Five in a row – and they were nice big A2 ones as well. If we’d have known of such a thing, we’d have high fived in honour of our five: we were ecstatic, delirious. Then we continued up Fargate, walking quickly, on air. There was nowhere to post on that stretch – those shops were still kind of thriving. But then we turned right at the top by the fountain and along past the Peace Shop. It was a narrow lane, a cut through from Church Street, that bordered a site that was about to be developed. We didn’t know it, but the demolition and construction that would take place along there would signal the end of recession – for a few years at least. We were placing our posters on walls that would soon be rebuilt, that would become Orchard Square – a twee post-modernist haven of shops.
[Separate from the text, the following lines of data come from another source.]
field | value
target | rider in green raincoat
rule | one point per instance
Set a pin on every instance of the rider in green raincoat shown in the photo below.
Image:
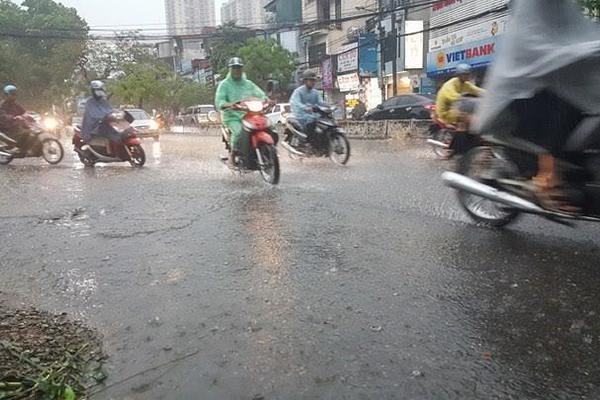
(234, 88)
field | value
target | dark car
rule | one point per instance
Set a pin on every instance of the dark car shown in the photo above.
(406, 106)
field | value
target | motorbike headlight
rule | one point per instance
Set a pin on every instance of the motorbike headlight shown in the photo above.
(50, 123)
(248, 125)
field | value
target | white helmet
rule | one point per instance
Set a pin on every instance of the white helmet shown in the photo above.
(98, 88)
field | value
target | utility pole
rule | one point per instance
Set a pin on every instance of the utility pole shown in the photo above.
(381, 51)
(395, 60)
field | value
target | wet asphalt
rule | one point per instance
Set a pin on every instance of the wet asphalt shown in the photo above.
(358, 282)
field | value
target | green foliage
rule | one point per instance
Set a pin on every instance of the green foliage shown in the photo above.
(266, 59)
(592, 6)
(41, 65)
(151, 84)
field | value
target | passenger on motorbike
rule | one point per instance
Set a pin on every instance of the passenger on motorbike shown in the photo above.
(232, 89)
(12, 116)
(96, 109)
(452, 91)
(303, 101)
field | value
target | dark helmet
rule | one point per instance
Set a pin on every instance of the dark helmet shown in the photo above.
(235, 62)
(10, 89)
(309, 75)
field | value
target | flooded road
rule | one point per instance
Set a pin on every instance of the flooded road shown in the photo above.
(342, 283)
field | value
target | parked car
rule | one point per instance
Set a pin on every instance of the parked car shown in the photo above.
(197, 115)
(406, 106)
(278, 115)
(143, 123)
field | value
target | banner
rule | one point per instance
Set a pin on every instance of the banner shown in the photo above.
(367, 54)
(327, 74)
(348, 82)
(348, 59)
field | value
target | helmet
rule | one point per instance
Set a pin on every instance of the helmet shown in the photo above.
(309, 75)
(463, 69)
(97, 85)
(10, 89)
(235, 62)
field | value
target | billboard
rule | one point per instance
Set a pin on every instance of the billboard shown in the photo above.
(348, 59)
(413, 45)
(367, 54)
(476, 54)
At the end we turned left, into West Street; the desolate zone at the back of the City Hall. There was the NUM headquarters, permanently half built, a construction that already seemed out of step with the times. Only one year before, this had been the miners’ strike’s ground zero with its arguing crowds, newspapers of all shades, banks of policemen and Special Branch listening in. Now though it was quiet, even at rush hour. Our last few posters went along the side of SCCAU – the Sheffield Co-ordinating Centre Against Unemployment. It was a squat brick low-rise – at the time of writing, still there; though increasingly incongruous amid West Street’s modern Euro styling.
And done. A pint then, in The Saddle. Nerves a-whisker, tales told nineteen to the dozen; we were already aggrandising the operation, turning uncertain moments into almighty clashes with The Law; and fluffing things out a bit, just as I’m doing right now.
I sank back on my seat and enjoyed the sense of coming to rest. I was at ease, and still in that legal-drinking hinterland after my eighteenth birthday when it was novel to drink ale in a pub and not have to watch my back.
“Are you old enough love?” they would ask.
“I am,” I’d reply. “Yes I am.”
And with paste under my nails and the box-fresh cloak of an outlaw, yes indeed; old enough I certainly was.
—
A few weeks later I went back with a camera and froze those posters in time. They were being progressively obliterated, vanishing beneath other moments that happen in rooms above pubs: public meetings and mates with guitars. So I caught them in a split second, to be excavated in 2009.
There were flyposters before then and since, of course; but not these ones; not the ones I added to Sheffield’s tatty old canvas – a landscape that had been scraped raw for ten years. They were lucky to survive as long as they did because, a few days after our adventure, it was noticed that the SWP had followed our route and covered up a good deal of our efforts. This was a breach of etiquette, deliberate flouting of the unwritten rule. It was the kind of act that could have tempted us to tit for their tat; but in the event, one of our comrades just chased a bespectacled socialist worker as he rode his bike down Fargate and more or less threatened to bust his legs. Subsequent posterings remained unmolested I seem to recall.
So here they are, my few posters. Urgently plastered into place, they always lived on borrowed time; but now that sense of frenzy is suspended, the message has yet to escape. And this, stuck here, is the moment before they were gone.